To show PERC’s predicting capability, we have attached to our innovation submission an Excel Spreadsheet (Quanta Analytics List of Trouble Banks) which displays the list of banks that we believe are currently in jeopardy of being taken over or shut down by the FDIC. The attached list was compiled in less than one day (August 28, 2009–one day after the most recent June 2009 FDIC-submitted data became available to the public) using simple ratios and standard business indicators and PERC analysis.
Since making this list available to colleagues more than two months ago, twenty-three out of the first twenty-five banks that the FDIC has shut down since August 28 were on our list—a list that represents less than 3.5% of the more than 8,300 FDIC-monitored banks, and a list that is less than two-thirds the size of the FDIC’s own publicly stated, but not publicly shared, list of banks in trouble. Institutions are sorted by those most in jeopardy.
Aside from being able to predict failures, PERC can prevent them. Our goal is that this methodology becomes a standard part of managing the global financial sector and preventing these types of crises in the future. Of course, this requires executive sponsorship in order to be effective.
PERC is a methodology designed to facilitate rapid and ongoing performance improvements across peer groups. It can be applied to any populations that have measurable processes and outputs and in which distinctions can be drawn between the best and worst performers and some historical data is available.
PERC, via a performance rating system, provides clear, consistent, and frequent feedback. For the poor performers in a population, this is a challenge to improve and to bring their scores closer to the average. At this point they have responsibility, accountability, and the benefits and pressures associated with executive management’s attention. This is an environment in which operational issues can be identified, prioritized, and addressed.
Over time, positive efforts by these organizations will yield results, thereby raising the average indicator scores for the peer group and improving performance for the population as a whole. Rising averages provide pressure to all organizations in the peer group to maintain their rate of improvements or risk declining in the rankings.
PERC is performance oriented and does not try to reengineer existing business processes, but instead challenges managers to make good decisions as to where efforts should be allocated.
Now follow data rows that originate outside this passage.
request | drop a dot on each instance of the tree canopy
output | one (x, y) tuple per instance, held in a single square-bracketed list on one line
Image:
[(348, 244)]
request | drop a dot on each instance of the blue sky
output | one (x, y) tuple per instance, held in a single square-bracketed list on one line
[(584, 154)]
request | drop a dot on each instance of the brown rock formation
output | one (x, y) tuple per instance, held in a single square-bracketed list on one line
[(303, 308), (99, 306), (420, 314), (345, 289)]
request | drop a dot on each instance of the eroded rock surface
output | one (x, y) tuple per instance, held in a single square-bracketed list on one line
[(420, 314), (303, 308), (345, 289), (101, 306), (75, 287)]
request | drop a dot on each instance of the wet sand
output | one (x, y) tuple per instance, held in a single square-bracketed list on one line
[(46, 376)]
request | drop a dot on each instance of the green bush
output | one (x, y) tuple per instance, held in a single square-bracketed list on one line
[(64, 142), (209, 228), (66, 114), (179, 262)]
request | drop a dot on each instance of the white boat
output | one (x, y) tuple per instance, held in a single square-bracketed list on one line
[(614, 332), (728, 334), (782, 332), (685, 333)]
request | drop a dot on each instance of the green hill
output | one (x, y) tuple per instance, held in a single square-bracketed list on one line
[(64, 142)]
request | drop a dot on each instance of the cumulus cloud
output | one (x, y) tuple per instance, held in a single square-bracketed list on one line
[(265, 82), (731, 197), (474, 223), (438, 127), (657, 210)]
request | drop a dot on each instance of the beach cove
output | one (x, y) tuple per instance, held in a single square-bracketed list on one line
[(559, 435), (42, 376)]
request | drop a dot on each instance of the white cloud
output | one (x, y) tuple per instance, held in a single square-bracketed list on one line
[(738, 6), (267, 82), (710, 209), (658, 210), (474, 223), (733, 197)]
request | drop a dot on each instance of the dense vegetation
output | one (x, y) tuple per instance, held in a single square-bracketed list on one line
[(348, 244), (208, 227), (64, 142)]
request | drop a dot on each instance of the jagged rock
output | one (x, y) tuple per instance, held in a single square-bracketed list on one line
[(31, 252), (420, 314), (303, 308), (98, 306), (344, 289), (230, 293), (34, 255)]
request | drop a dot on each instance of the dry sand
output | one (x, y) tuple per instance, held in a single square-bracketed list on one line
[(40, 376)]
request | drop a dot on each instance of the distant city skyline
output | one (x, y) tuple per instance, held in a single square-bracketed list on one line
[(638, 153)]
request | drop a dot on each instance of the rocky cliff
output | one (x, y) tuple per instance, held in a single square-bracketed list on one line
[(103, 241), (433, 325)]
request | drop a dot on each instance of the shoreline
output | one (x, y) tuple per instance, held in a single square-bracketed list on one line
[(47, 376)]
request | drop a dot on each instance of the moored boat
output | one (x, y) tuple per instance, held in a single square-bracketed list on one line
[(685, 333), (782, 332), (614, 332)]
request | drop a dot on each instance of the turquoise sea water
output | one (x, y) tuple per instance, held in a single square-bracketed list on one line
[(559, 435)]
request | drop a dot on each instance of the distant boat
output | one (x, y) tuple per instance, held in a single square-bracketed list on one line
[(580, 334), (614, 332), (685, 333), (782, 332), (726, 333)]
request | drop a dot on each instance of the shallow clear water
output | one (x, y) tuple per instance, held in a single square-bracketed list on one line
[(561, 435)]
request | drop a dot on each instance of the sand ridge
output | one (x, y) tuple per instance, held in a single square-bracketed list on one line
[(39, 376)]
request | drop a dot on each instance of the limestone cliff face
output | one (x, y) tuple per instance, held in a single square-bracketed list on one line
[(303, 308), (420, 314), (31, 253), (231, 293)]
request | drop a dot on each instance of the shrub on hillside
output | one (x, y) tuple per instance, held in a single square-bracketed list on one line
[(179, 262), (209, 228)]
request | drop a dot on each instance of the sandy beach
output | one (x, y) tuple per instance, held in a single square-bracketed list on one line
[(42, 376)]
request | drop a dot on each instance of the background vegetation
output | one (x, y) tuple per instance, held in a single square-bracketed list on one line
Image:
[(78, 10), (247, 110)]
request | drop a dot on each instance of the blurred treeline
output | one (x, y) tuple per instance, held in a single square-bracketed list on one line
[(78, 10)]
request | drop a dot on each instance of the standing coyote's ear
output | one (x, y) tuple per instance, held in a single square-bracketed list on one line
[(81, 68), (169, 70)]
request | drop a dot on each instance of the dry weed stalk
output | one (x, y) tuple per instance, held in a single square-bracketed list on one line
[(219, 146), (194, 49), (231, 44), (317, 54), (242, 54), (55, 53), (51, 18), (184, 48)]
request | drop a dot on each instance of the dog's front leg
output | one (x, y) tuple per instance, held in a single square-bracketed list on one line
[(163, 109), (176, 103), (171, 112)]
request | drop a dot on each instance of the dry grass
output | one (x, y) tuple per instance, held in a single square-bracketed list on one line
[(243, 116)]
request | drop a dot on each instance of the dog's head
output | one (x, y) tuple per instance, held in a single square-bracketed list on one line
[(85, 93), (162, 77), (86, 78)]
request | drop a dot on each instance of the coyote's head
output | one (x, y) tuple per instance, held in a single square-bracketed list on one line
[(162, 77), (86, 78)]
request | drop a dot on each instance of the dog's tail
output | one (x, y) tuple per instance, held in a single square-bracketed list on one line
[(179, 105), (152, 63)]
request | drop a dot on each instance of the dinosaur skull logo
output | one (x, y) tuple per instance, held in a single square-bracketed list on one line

It also relies upon a natural preference for individuals to be evaluated with clear feedback and rewarded quickly and fairly for their efforts large and small.
A PERC program can be put in place in response to a crisis to drive rapid improvements, but can be also run for years or decades in order to prevent future problems. It is a powerful system with a light touch, as the monthly reports become part of the regular feedback received by all managers on their efforts and an opportunity for executives to identify and arrest potential problems when small and manageable.
Given its capabilities and wide applicability, PERC is an important tool for executives and managers in both public and private organizations that can be carried from project to project. As such, it merits a place in the education of every manager, analyst, and executive.
PERC is also uniquely suited to address the challenges of the current financial crisis, having done so once before in the aftermath of the Savings & Loan crisis. It provides a mechanism for monitoring and improving a large population of organizations by using transparent and relevant indicators, and it can be implemented rapidly. An effectively implemented PERC program would have the potential to reduce both the likelihood and severity of future financial crisis.